# Gravity — Javascript Universe

Back in 2001, after an idle browse I wrote a basic javascript universe that animating images around the screen, with respect to their gravitational influences on each other. The code is now long lost but I was recently reminded of it while thinking of ideas for mobile phone games. So here’s my recreation.

We'll need some particles that have size, position & velocity. Velocity (which is speed in a given direction) will be represented with an x and y speed giving us the direction and overall speed.

var particles = [

{

size: { radius: 40, mass: 1000 },

position: { x: 390, y: 230 },

velocity: { x: 0, y: 0 },

fillStyle: '#F3B553'

},

...

];

Now we need to set up a recurring loop to keep track of all of the particles and to move them to their new positions. This loop will be responsible for;

- Updating the particles velocities dependent on their influences.
- Applying the particles velocities to their position (i.e. moving them).
- Re-drawing the canvas.

We can do this using the window.setInterval() method as follows;

window.setInterval(universeLoop, 1000 / 15);

**Note: **The interval here is set for 15 times a second regardless of your frame rate. In this example increasing or decreasing this will directly affect the speed at which the particles move. This can be fixed by introducing the concept of Game Time which I'll discuss later.
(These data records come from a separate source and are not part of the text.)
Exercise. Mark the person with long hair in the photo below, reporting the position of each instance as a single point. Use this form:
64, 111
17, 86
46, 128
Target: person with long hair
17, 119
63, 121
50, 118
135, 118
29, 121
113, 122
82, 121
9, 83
var universeLoop = function () {

var i, len = particles.length;

for (i = 0; i < len; i++) {

update(particles[i]);

}

clear();

for (i = 0; i < len; i++) {

draw(particles[i]);

}

}

For drawing we'll simply use the canvas’ arc method to render a circle or ellipse.

To update a particle we'll calculate any velocity changes using “Newton’s Law of Universal Gravitation”.

F = G x ((m1 x m2) / r2)

var newtonsLawOfUniversalGravitation = function (mass1, mass2, distance) {

var force = g * ((mass1 * mass2) / Math.pow(distance, 2));

var attraction2 = force / mass2;

return attraction2;

};

In order to do so we'll need to know a particles mass and the distance between it and the influencing particles, which we can calculate using “Pythagoras theorem”.

a2 + b2 = c2

var getDistance = function (x1, y1, x2, y2) {

var a = Math.abs(x1 - x2);

var b = Math.abs(y1 - y2);

return Math.sqrt(Math.pow(a, 2) + Math.pow(b, 2));

};

This will give us an attraction in a specific direction, i.e. towards the influencing particle. Which we can split into its x and y components using trigonometry.

var direction = Math.atan2(x1 - x2, y1 - y2);

var attractionX = Math.sin(direction) * attraction;

var attractionY = Math.cos(direction) * attraction;

Then it’s a simple case of updating the particles velocity with the force of attraction.